Why a workspace split?

  • schemadex-core is a pure-Rust crate. Other Rust tools (a SQL formatter, a CLI) can depend on it without pulling PyO3.
  • schemadex-py is the PyO3 bridge. It builds as cdylib_native.so shipped inside the schemadex wheel. Pure-Python adapters live under python/schemadex/ so we can iterate on framework integrations without recompiling Rust.

Cache layout

$CACHE_DIR/schemadex/<url_hash>/database.json

url_hash is a SHA-256 truncated to 16 hex characters of the database URL with credentials stripped. The cache file is a JSON envelope:

{"saved_at_unix": 1715000000, "database": { ... }}

Invalidation:

  1. TTL — if now - saved_at_unix > ttl, refresh.
  2. DDL fingerprint — at refresh time, compare per-table ddl_hash. Tables whose hash matches are left alone; only changed tables get re-introspected.

Token-budgeted describe

See crate::agent::describe_for_agent. Truncation hierarchy in order:

  1. Drop samples.
  2. Drop column / table comments.
  3. Drop foreign keys.
  4. Drop columns past ordinal 8 per table.
  5. Drop lowest-ranked tables (relevance against hint).

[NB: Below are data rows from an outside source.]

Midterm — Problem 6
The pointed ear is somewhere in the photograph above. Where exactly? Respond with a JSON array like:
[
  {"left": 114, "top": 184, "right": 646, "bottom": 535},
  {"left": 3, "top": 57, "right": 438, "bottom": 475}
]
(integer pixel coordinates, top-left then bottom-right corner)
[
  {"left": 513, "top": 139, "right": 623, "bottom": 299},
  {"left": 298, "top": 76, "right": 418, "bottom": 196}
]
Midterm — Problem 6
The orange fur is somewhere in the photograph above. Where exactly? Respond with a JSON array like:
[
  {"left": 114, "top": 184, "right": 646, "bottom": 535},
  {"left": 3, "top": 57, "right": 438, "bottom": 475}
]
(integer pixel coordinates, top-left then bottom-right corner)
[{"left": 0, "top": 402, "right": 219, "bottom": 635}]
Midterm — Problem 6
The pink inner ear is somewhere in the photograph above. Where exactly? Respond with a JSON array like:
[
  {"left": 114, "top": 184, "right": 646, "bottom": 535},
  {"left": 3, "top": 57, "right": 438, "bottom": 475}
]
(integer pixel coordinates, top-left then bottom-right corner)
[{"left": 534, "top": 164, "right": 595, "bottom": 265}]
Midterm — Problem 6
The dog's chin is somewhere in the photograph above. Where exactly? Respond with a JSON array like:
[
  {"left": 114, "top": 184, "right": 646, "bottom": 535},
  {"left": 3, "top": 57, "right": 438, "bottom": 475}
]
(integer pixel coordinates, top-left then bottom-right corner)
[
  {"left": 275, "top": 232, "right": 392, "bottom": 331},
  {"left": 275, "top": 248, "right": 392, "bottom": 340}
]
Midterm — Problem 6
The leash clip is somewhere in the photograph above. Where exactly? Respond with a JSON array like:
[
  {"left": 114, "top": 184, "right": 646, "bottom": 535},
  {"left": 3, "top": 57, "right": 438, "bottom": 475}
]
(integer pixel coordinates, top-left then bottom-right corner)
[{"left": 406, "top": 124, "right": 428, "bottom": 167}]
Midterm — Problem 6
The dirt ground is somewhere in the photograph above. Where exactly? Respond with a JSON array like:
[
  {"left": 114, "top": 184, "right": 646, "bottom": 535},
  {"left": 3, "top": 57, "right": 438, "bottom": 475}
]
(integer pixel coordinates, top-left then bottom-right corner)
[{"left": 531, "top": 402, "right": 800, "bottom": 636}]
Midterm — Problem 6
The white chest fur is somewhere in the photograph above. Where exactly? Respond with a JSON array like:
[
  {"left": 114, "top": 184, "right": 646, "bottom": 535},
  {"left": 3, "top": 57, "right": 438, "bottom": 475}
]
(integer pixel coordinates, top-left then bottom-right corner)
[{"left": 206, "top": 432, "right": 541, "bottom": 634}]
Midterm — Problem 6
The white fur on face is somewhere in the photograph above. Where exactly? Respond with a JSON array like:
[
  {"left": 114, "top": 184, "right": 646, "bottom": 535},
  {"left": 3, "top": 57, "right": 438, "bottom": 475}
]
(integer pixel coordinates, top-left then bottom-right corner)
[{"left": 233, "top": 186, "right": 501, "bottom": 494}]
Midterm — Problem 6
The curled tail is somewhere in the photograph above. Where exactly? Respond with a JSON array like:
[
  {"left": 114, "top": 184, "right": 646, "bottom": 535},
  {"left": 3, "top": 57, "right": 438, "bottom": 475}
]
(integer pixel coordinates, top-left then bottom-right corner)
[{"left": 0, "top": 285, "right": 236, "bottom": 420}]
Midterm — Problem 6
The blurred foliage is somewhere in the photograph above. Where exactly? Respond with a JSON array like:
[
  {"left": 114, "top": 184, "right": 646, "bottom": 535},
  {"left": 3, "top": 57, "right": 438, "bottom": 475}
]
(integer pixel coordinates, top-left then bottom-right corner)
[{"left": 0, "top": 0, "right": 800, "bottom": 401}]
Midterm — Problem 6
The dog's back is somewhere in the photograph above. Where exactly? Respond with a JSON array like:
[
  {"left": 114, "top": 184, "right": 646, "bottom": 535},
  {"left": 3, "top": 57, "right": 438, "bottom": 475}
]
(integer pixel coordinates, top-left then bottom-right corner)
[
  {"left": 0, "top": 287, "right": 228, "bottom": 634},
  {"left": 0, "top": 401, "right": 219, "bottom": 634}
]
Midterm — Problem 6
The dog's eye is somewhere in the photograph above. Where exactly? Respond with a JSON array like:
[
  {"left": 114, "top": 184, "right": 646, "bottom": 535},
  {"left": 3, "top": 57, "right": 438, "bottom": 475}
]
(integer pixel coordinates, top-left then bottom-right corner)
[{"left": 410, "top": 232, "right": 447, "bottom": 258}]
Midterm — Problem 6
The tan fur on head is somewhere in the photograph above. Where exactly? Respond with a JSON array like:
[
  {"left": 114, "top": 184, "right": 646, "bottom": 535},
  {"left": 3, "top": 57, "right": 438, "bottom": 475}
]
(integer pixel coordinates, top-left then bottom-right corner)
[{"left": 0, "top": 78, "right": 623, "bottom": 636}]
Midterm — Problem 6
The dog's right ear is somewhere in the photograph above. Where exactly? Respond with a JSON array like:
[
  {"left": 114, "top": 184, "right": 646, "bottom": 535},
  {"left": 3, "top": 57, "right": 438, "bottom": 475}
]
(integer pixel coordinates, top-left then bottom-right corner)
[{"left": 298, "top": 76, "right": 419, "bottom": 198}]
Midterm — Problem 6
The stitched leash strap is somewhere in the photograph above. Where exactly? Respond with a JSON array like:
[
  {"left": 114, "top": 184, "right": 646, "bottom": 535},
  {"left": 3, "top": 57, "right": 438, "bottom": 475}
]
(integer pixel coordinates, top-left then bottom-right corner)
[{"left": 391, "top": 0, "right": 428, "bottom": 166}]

tiktoken-rs is the token counter; we use the cl100k_base encoding so the estimate is accurate for GPT-4o-family and Claude-class tokenizers within a few percent.

Backend quirks

Backend Schemas PK/FK from Sampling
Postgres yes information_schema + pg_catalog full top-K + percentiles
SQLite no PRAGMA table_info, PRAGMA foreign_key_list not yet wired
DuckDB yes (main) omitted (varies by version) not yet wired

Observability

schemadex-core emits structured tracing spans on every externally-visible entry point — SchemaCache::{from_introspector, refresh, refresh_table, run_sql} at info, plus the per-backend trait methods (tables, columns, primary_key, foreign_keys, run_sql) at debug. Spans carry the backend name, URL hash (credential-stripped), table identity, and result sizes so a log scan tells you what the cache did without reading rows.

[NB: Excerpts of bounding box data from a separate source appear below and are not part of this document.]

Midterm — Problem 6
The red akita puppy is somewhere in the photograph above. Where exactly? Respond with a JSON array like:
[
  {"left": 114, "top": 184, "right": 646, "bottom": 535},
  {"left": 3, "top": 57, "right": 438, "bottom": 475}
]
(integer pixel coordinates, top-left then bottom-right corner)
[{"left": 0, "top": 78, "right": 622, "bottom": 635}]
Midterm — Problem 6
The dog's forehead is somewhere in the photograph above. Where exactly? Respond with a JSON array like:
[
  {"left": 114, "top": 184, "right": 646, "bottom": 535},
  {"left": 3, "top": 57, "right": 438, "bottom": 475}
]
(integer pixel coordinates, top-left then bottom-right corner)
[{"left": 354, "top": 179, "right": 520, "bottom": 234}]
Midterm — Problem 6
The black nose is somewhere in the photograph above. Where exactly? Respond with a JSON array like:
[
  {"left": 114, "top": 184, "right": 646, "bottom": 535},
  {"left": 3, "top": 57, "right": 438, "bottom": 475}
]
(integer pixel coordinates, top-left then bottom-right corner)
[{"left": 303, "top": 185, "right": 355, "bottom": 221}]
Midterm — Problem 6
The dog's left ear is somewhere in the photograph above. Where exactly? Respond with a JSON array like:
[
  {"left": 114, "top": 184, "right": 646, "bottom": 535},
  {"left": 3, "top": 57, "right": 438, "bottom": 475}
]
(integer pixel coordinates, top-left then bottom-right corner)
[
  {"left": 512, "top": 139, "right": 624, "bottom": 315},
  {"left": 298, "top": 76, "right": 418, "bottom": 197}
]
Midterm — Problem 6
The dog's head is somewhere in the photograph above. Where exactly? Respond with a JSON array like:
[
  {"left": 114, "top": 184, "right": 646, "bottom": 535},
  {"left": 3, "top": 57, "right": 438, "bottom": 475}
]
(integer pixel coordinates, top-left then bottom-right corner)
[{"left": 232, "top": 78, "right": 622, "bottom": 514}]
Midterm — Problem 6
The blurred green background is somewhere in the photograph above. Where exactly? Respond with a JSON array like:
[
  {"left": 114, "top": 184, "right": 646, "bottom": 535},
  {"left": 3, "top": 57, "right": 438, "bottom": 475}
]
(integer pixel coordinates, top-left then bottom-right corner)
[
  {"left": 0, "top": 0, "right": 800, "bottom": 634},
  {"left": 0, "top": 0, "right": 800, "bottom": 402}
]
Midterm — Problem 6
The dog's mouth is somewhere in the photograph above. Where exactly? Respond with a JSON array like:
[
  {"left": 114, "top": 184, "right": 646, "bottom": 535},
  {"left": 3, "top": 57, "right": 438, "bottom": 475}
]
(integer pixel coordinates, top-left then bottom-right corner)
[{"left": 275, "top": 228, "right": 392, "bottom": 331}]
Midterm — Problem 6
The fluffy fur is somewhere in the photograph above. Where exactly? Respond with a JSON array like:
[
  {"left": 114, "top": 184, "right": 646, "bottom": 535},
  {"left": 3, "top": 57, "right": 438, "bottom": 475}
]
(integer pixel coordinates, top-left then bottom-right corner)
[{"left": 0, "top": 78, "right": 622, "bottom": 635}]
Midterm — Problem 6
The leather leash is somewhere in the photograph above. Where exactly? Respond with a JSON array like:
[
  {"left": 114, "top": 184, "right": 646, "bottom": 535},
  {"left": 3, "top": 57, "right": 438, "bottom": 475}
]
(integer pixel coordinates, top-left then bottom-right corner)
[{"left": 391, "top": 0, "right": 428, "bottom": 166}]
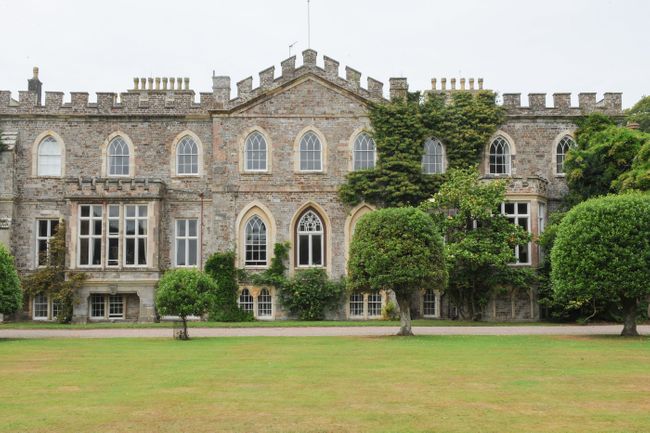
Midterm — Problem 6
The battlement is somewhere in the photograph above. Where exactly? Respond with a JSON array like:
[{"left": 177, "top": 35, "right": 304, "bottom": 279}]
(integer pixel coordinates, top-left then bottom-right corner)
[{"left": 503, "top": 92, "right": 623, "bottom": 116}]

Wire up a subscriber once at process start (any tracing_subscriber configuration works) and drive the filter via RUST_LOG:

# normal operation: high-signal cache events plus warnings from sqlx
RUST_LOG=schemadex=info,sqlx=warn cargo run

# debug a slow refresh: include per-table backend calls
RUST_LOG=schemadex=debug cargo run

Filtering to a single backend uses the span target prefix schemadex_core::backends::<backend>:

# only postgres backend spans
RUST_LOG=schemadex_core::backends::postgres=debug,schemadex=info cargo run

# only the cache, no backend chatter
RUST_LOG=schemadex_core::cache=info cargo run

Row streams from run_sql are deliberately skip-ped from the span fields to keep query results out of logs.